Plans of building a new stadium for Bogota were first drawn in 1934 as the city was preparing for its 400th anniversary celebrations and first ever Bolivarian Games.
It's the very beginning of its existence that saw both official and unofficial names introduced. Patronage of Nemesio Comacho was earned by the local tycoon when he donated land for the stadium, which stood in El Campín (or camping in English, due to the park existing here).
Construction works were interrupted by a flood, but delays reached only a week, little enough to open in August 1938. Initially its stands held only 10,000 people, but were expanded to 23,500 in 1948. Then, just three years later came complete redevelopment that brought capacity to 54,000. But none of those numbers could effectively cope with demand for top games, leading to overcrowding being present in each of these configurations.
Crowds of up to 60,000 people forced one more expansion in 1968. This was about the time when modernisation process began – in 1967 first floodlit game was played, in 1969 came the first scoreboard. Later on capacity started going down, especially between 1998-2001, when the ground was conversed into an all-seater, with some 47,000 seats. Last, but also significant decrease came in 2011, as FIFA's expectations upon U20 World Cup forced a drop to 36,343.
In its history it held numerous sporting events, with Juegos Bolivarianos and youth World Cup already mentioned. There were also Copa CONMEBOL, Copa America and Copa Libertadores final, among others. And, of course numerous games by two tenant clubs – Santa Fe and Millonarios, both of which consider the stadium their home since 1940s.
Apart from sport there were also quite a few concerts organised here, with James Brown coming first in 1973.
Construction of a new stadium in San Fernando district (thus the nickname Sanfernandino) became possible in 1930 thanks to poet Pascual Guerrero, later patron of the ground, who donated land for the investment.
Its opening took place in 1937, coinciding with Cali's 400-year anniversary. Football moved in around 1948, while in 1954 decision was made to expand to nearby land with swimming pools, gymnasiums, etc., creating one of the best sports complexes in all of South America.

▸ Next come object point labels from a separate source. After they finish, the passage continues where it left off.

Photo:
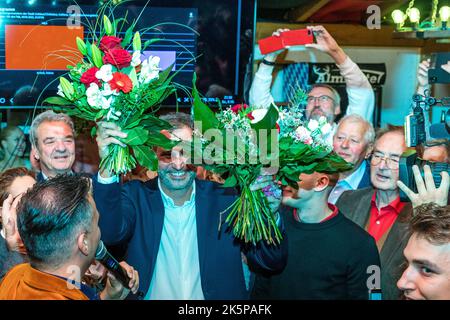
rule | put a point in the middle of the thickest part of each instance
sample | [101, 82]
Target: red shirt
[331, 216]
[380, 221]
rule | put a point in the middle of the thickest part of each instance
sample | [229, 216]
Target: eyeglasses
[391, 163]
[322, 99]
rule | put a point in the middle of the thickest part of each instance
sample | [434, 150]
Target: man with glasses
[379, 210]
[323, 100]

Though football wasn't the primary sport, it soon started growing with two largest clubs of Cali, America and Deportivo, finding their home for decades at this very address.
Interestingly, fanatic supporters of both sides occupy the very same sections of the stadium (upper tier of the southern stand), contrary to worldwide custom that opposite ends are chosen at shared stadia. Of course during derby clashes the 'away' side gets the northern away section, almost identic to their regular location.
The stadium went through several major revamps, mainly ahead of large tournaments – before 1971 Pan American Games, 1994 Pacific Games or 2001 Copa America. But the most spectacular changes came for 2011 U20 World Cup. Three sides of the stadium received their very first roof, while the east one also got balconies for press representatives, later transformed into regular advertising space. Ironically, the stadium wasn't ready for the 2011 event, getting finished afterwards.